Satellite constellations design is an important and often intriguing subject for space mission planners. The single overriding concern is cost: cost to launch, cost to construct the satellites, cost to maintain them in orbit, etc. The goal then is to find a constellation design that achieves the mission objectives but also minimizes the number of satellites or places them into an orbit that is more cost effective to launch into and maintain, for instance.

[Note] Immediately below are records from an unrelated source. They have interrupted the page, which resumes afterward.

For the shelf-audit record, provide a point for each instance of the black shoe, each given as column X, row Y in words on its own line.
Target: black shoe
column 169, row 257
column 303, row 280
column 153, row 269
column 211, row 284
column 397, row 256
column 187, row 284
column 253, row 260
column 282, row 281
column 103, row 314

Currently, there are a number of constellation concepts that allow one to generate a particular kind of constellation design. Walker constellations, probably the most notable, are created from sets of circular orbits with a given number of satellites in each orbit plane. This type of constellation is used in the current GPS system and in the Galileo constellation proposed by the European Union and the European Space Agency. More closely linked to the Flower Constellation Set are Multistationary Inclined Orbit Constellations such as JOCOS, LOOPUS, and COBRA. These particular constellations use highly eccentric orbits with repeating ground tracks to maximize coverage of the Earth's surface and improve accessibility for high latitude regions versus geostationary satellites for telecommunications applications. A more detailed background on these constellation types can be found in our recent conference paper. The theory of Flower Constellations is a natural consequence of the theory of compatible orbits (also called resonant or repeating ground track). The Flower Constellations have been developed at Texas A&M University by Prof. Mortari and two of his former PhD students, Matthew P. Wilkins amd Christian Bruccoleri. The orginal conception was derived while trying to generalize the 4-satellite constellation called "Sistema Quadrifoglio" (four-leave system) dating back to 1967 by Prof. Luigi Broglio on the San Marco Project.

The Flower Constellation Set

The Flower Constellation Set is an infinite set of possible constellation designs based upon a particular formulation. This set of constellations was originally conceived
of as a constellation of satellites that all have the same repeating ground track. However, what we discovered is that these constellations can be arbitrarily oriented. For the special case when the axis of symmetry of the constellation is coincident with the spin axis of the Earth, then the \FC\ will have the property that all the satellite ground tracks will be identical. Generally, all the orbits in a given Flower Constellation:
-Have identical orbit shape: anomalistic period, argument of perigee, height of perigee, and inclination.

-Have equally displaced node lines along the equatorial plane for each satellite in a complete Flower Constellation.

-Restricted or incomplete Flower Constellations have orbits with RAANs that are integer multiples ofeach other.

Because the resulting orbit path in the relative frame resembles the outlines of a flower petal, this set of constellations is called the Flower Constellation Set.

A phasing rule that couples the right ascension of the ascending node (RAAN) angle to the mean anomaly (MA) angle is the cornerstone of our formulation. The phasing rule that we have developed is extremely general in that you can select any number of satellites and any desired phasing arrangement based upon a set of integer parameters. Overall, there are 8 parameters that control the overall design of a given Flower Constellation: Np, the number of petals; Nd, the number of days for a given satellite to repeat its groundtrack; Ns, the number of satellites; Fn, the phasing fraction numerator; Fd, the phasing fraction denominator; and three orbit parameters, the argument of perigee, the orbit inclination, and the height of perigee. Np and Nd, along with the orbit parameters, control the shape of the constellation while Fn and Fd together control the phasing. While the choice of values for these parameters are generally independent and solely up to the designer, they have some interplay that affects the overall look of the constellation. This interplay is discussed in the JLJ conference paper. Additionally, we have a new paper to be published at the Winter 2004 AAS Astrodynamics Symposium that covers the forward design process of constellation design using Flower Constellations. A paper cover the inverse design process will be the subject of a future paper.

A Versatile Constellation Design Tool

What we have discovered by playing with the selection of these parameter values is that we can generate some heretofore-unseen constellation designs. Interestingly, while all of these constellations are based upon a repeating ground track design and, therefore, have an axis of symmetry with respect to the North pole of the Earth, the axis of symmetry can be rigidly rotated to some other arbitrary orientation. While this destroys the repeating ground track phenomena, this serves to demonstrate that the Flower Constellation Set is a truly universal constellation design tool. We are currently looking into applications in the areas of Earth observation, deep space observation, global navigation system augmentation, distributed space systems, and formation flying to name a few. Additionally, we have discovered ways of creating repeating patterns of satellites that resemble a choreographed space dance. Our search for potential applications and new designs is under way while we also attempt to understand the implications of everything we have done to date.